BSER Binary Protocol

The basic JSON protocol in watchman allows quick and easy integration. Applications with higher performance requirements may want to consider the binary protocol instead.

The binary protocol is enabled by the client sending the byte sequence "\x00x\x01".

PDU

A PDU is prefixed by its length expressed as an encoded integer. This allows the peer to determine how much storage is required to read and decode it.

Arrays

Arrays are indicated by a 0x00 byte value followed by an integer value to indicate how many items follow. Then each item is encoded one after the other.

Objects

Objects are indicated by a 0x01 byte value followed by an integer value to indicate the number of properties in the object. Then each key/value pair is encoded one after the other.

Strings

Strings are indicated by a 0x02 byte value followed by an integer value to indicate the number of bytes in the string, followed by the bytes of the string.

Encoding

Unlike JSON, strings are not defined as having any particular encoding; they are transmitted as binary strings.
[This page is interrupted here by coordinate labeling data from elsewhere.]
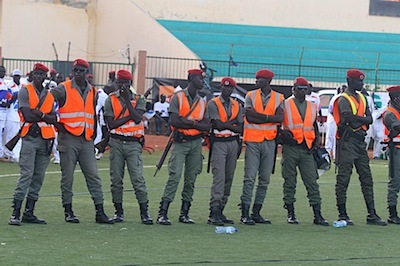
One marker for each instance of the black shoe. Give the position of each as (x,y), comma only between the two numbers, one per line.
(374,219)
(247,221)
(163,219)
(28,217)
(184,218)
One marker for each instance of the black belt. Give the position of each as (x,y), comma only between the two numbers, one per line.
(226,139)
(126,138)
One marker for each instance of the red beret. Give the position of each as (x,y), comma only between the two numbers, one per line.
(124,74)
(81,62)
(393,89)
(195,72)
(228,82)
(356,74)
(39,66)
(300,81)
(264,73)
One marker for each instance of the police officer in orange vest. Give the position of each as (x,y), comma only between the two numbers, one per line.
(227,117)
(300,137)
(187,111)
(263,113)
(77,102)
(37,133)
(123,111)
(391,119)
(352,116)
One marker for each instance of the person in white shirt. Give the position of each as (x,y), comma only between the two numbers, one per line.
(12,124)
(330,142)
(162,116)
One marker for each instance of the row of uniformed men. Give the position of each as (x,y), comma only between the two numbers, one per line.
(264,111)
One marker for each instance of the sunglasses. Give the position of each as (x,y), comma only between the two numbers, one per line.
(80,70)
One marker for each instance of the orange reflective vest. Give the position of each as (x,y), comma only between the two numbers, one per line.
(130,128)
(224,117)
(196,115)
(46,130)
(260,132)
(357,108)
(393,110)
(76,115)
(302,130)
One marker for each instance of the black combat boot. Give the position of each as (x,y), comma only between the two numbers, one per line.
(14,219)
(245,218)
(291,215)
(69,214)
(101,217)
(28,216)
(372,217)
(119,213)
(343,214)
(215,218)
(144,214)
(318,219)
(393,218)
(224,219)
(256,216)
(163,213)
(184,215)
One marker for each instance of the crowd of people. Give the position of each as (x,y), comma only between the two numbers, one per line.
(67,113)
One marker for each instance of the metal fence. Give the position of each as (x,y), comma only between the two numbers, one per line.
(244,72)
(99,70)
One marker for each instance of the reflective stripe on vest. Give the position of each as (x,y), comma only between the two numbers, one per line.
(130,128)
(391,109)
(78,116)
(302,130)
(46,130)
(260,132)
(356,108)
(184,109)
(223,116)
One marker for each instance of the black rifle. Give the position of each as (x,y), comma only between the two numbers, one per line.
(277,141)
(165,153)
(211,139)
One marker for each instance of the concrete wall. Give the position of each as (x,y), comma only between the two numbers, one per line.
(313,14)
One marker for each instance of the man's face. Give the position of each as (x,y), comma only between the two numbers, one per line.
(2,72)
(16,79)
(262,82)
(39,76)
(197,81)
(300,92)
(79,73)
(123,84)
(356,84)
(226,91)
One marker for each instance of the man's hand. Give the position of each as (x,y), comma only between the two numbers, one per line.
(349,117)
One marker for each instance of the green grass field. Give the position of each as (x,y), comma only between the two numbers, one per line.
(131,243)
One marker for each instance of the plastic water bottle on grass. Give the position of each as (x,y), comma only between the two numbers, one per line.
(225,230)
(340,223)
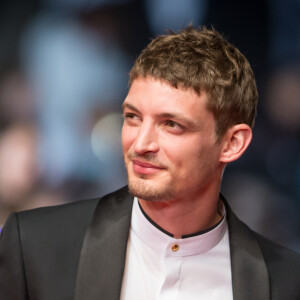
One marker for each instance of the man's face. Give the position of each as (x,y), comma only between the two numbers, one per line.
(169,142)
This is because the underlying filesystem APIs don't define any particular encoding for names.

Exception: Keys in objects that are defined by watchman commands are always ASCII. In general, keys in objects are always UTF-8.

Rationale: Several programming languages like Python 3 expect all text to be in a particular encoding and make it inconvenient to pass in bytestrings or other encodings. Also, the primary purpose of not defining an encoding is that filenames don't always have one, and filenames are unlikely to show up as keys.

Integers

All integers are signed and transmitted in the host byte order of the system running the watchman daemon.
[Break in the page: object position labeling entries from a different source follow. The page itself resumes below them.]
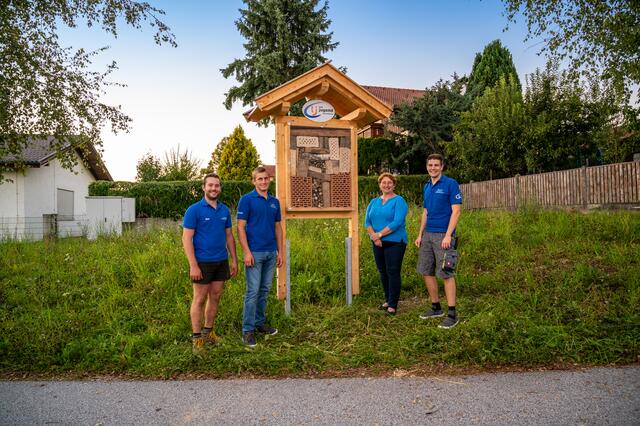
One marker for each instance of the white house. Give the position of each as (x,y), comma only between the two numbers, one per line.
(46,197)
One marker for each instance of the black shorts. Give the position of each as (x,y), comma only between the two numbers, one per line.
(213,271)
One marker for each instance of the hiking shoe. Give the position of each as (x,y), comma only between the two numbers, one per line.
(449,322)
(197,343)
(266,329)
(249,339)
(432,313)
(212,338)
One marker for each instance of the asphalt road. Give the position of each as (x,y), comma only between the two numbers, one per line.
(598,396)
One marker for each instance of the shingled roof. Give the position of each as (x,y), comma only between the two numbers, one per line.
(393,96)
(39,152)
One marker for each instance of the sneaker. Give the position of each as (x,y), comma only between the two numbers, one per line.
(198,345)
(212,338)
(249,339)
(266,329)
(431,313)
(449,322)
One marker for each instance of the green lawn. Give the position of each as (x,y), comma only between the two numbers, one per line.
(535,288)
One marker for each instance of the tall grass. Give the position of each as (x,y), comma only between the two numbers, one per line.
(535,288)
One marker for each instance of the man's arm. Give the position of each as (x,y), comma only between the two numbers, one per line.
(231,247)
(242,236)
(453,222)
(280,245)
(187,243)
(423,224)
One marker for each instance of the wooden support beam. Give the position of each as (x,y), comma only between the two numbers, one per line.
(355,115)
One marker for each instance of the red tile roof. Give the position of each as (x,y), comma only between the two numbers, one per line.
(394,96)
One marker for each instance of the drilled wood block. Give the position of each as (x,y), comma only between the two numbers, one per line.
(341,190)
(301,191)
(307,141)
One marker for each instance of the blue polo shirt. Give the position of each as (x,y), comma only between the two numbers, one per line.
(209,224)
(261,215)
(391,214)
(438,200)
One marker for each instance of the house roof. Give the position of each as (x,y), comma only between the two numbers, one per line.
(394,96)
(325,82)
(40,151)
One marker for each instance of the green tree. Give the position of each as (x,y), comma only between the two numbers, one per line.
(48,89)
(285,38)
(239,157)
(494,62)
(429,120)
(487,139)
(214,162)
(567,121)
(179,166)
(599,38)
(148,168)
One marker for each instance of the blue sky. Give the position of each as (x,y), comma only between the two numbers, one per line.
(175,95)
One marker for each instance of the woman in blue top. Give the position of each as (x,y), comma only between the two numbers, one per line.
(385,223)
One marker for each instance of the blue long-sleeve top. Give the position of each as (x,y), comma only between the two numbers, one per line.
(391,214)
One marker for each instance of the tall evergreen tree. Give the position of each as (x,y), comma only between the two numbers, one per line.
(239,157)
(488,67)
(285,38)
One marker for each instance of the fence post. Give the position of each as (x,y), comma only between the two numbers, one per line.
(585,188)
(50,228)
(517,191)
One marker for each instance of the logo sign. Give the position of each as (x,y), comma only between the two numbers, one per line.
(319,111)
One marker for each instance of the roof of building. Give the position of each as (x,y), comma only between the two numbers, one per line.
(394,96)
(40,151)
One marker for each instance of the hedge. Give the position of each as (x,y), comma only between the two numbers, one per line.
(171,199)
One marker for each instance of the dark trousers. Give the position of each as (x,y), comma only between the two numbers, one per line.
(389,262)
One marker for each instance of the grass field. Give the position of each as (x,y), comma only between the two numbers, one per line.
(535,288)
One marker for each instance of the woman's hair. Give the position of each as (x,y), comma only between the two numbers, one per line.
(389,175)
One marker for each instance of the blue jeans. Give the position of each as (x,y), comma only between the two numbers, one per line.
(389,262)
(259,278)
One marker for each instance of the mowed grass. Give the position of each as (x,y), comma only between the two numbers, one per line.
(535,288)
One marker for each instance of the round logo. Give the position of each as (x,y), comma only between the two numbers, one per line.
(317,110)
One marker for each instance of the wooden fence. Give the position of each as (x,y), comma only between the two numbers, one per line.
(612,184)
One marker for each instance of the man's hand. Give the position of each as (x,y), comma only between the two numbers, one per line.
(195,273)
(248,259)
(446,242)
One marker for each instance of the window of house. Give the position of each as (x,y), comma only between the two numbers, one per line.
(65,204)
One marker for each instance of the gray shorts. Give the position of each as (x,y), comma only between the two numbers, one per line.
(431,254)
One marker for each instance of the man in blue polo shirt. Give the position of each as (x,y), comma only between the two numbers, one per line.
(206,237)
(260,236)
(442,201)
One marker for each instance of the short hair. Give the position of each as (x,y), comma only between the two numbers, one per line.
(388,175)
(208,175)
(436,157)
(259,169)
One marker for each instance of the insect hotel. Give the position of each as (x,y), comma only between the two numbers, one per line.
(317,155)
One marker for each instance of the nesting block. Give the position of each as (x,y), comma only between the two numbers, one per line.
(345,160)
(307,141)
(301,191)
(341,190)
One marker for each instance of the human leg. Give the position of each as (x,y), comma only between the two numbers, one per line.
(393,263)
(381,264)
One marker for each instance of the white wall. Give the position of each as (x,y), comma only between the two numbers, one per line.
(35,194)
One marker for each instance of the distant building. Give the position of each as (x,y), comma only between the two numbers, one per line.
(391,96)
(46,197)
  • 0x03 indicates an int8_t. It is followed by the int8_t value.
  • 0x04 indicates an int16_t. It is followed by the int16_t value.
  • 0x05 indicates an int32_t. It is followed by the int32_t value.
  • 0x06 indicates an int64_t. It is followed by the int64_t value.

Real

A real number is indicated by a 0x07 byte followed by 8 bytes of double value.

Boolean

  • 0x08 indicates boolean true
  • 0x09 indicates boolean false

Null

0x0a indicates the null value

Array of Templated Objects

0x0b indicates a compact array of objects follows. Some of the bigger datastructures returned by watchman are tabular data expressed as an array of objects. This serialization type factors out the repeated object keys into a header array listing the keys, followed by an array containing all the values of the objects.

To represent missing keys in templated arrays, the 0x0c encoding value may be present. If encountered it is interpreted as meaning that there is no value for the key that would have been decoded in this position. This is distinct from the null value.

For example:

[
{"name": "fred", "age": 20},
{"name": "pete", "age": 30},
{"age": 25 },
]

is represented similar to:

["name", "age"],
[
"fred", 20,
"pete", 30,
0x0c, 25
]

The precise sequence is:

0b          template
00 array -- start prop names
0302 int, 2 -- two prop names
02 string -- first prop "name"
0304 int, 4
6e616d65 "name"
02 string -- 2nd prop "age"
0303 int, 3
616765 "age"
0303 int, 3 -- there are 3 objects
02 string -- object 1, prop 1 name=fred
0304 int, 4
66726564 "fred"
0314 int 0x14 -- object 1, prop 2 age=20
02 string -- object 2, prop 1 name=pete
0304 int 4
70657465 "pete"
031e int, 0x1e -- object 2, prop 2 age=30
0c skip -- object 3, prop 1, not set
0319 int, 0x19 -- object 3, prop 2 age=25

Note: to avoid hostile "decompression bombs", Watchman will reject parsing template objects that have an empty set of keys.